WP op-ed: The Climate Change Peril That Insurers See
By John Morrison and Alex Sink
Thursday, September 27, 2007; Page A25
....Ten years ago, Peter Levene, chairman of Lloyds of London, was skeptical about global warming theories, but no longer. He believes carbon emissions caused by human activity are warming the Earth and causing severe weather-related events. "At Lloyds, we feel the effects of extreme weather more than most," he said in a March speech. "We don't just live with risk -- we have to pick up the pieces afterwards." Lloyds predicts that the United States will be hit by a hurricane causing $100 billion worth of damage, more than double that of Katrina. Industry analysts estimate that such an event would bankrupt as many as 40 insurers.
Lloyd's has warned: "The insurance industry must start actively adjusting in response to greenhouse gas trends if it is to survive." The Association of British Insurers has called on governments to "stem ominous weather related trends" by cutting carbon emissions.
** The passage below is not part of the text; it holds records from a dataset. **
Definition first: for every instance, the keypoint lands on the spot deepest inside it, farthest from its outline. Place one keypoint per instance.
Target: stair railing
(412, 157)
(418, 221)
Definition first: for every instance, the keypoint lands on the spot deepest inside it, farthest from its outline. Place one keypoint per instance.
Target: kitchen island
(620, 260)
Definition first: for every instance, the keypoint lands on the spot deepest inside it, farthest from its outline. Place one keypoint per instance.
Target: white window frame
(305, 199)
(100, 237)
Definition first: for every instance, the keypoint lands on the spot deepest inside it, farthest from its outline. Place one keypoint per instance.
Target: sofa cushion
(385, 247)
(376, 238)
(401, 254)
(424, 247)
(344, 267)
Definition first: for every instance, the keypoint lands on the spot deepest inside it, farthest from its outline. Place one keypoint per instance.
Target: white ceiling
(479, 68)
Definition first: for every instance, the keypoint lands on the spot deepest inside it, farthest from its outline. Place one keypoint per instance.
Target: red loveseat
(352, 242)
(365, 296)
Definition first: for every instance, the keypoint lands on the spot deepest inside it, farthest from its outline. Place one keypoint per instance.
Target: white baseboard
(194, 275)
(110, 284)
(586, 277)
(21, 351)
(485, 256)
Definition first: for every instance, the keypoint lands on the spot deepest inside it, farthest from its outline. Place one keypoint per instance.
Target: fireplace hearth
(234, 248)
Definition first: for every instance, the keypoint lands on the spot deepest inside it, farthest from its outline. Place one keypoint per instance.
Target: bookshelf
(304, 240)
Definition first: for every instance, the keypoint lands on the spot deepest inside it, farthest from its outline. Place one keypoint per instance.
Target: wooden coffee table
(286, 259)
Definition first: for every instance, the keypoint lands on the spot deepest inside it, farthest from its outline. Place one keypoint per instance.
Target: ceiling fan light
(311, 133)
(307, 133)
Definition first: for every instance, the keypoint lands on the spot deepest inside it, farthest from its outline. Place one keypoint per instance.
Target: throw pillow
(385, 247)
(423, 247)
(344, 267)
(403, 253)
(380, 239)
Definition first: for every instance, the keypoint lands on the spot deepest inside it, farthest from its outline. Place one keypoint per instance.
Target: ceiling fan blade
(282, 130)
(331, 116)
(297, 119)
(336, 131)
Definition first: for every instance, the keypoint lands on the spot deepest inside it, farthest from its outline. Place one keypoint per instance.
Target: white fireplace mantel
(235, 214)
U.S.-based companies AIG and Marsh -- respectively, the largest insurer and broker -- have joined with other corporate leaders to urge Congress to reduce U.S. greenhouse gas emissions 60 to 80 percent by mid-century. AIG's policy statement on climate change "recognizes the scientific consensus that climate change is a reality and is likely in large part the result of human activities that have led to increasing concentrations of greenhouse gases in the earth's atmosphere."...
Nervous investors have begun asking insurers to disclose their strategies for dealing with global warming....
Insurance companies are reacting. Some have simply abandoned catastrophe-prone markets or are jacking up rates. Other insurers have taken steps in the battle against climate change by offering premium incentives for "green" construction and hybrid cars, investing in companies that cut carbon emissions or develop clean energy, and offering "pay per mile" car insurance. Still others are reducing their own carbon footprints, promoting markets for carbon-credit trading and even moving to protect carbon-consuming forests.
Insurance companies make money by accurately assessing risk. For decades environmentalists have been sounding the alarm about global warming. Now major insurers are becoming engaged as they look after their own assets and those that they cover. Federal reluctance to commit to international agreements on climate change, or otherwise cap total carbon emissions, appears to be driven by influential businesses that fear the limitations will hurt their bottom lines. But the risk perceived by the insurance industry -- the world's largest economic sector -- may shift that political balance. At the least, it should tell us something.
(John Morrison is the state auditor of Montana. Alex Sink is the chief financial officer of Florida. Both oversee state insurance departments and are members of the Climate Change Task Force of the National Association of Insurance Commissioners.)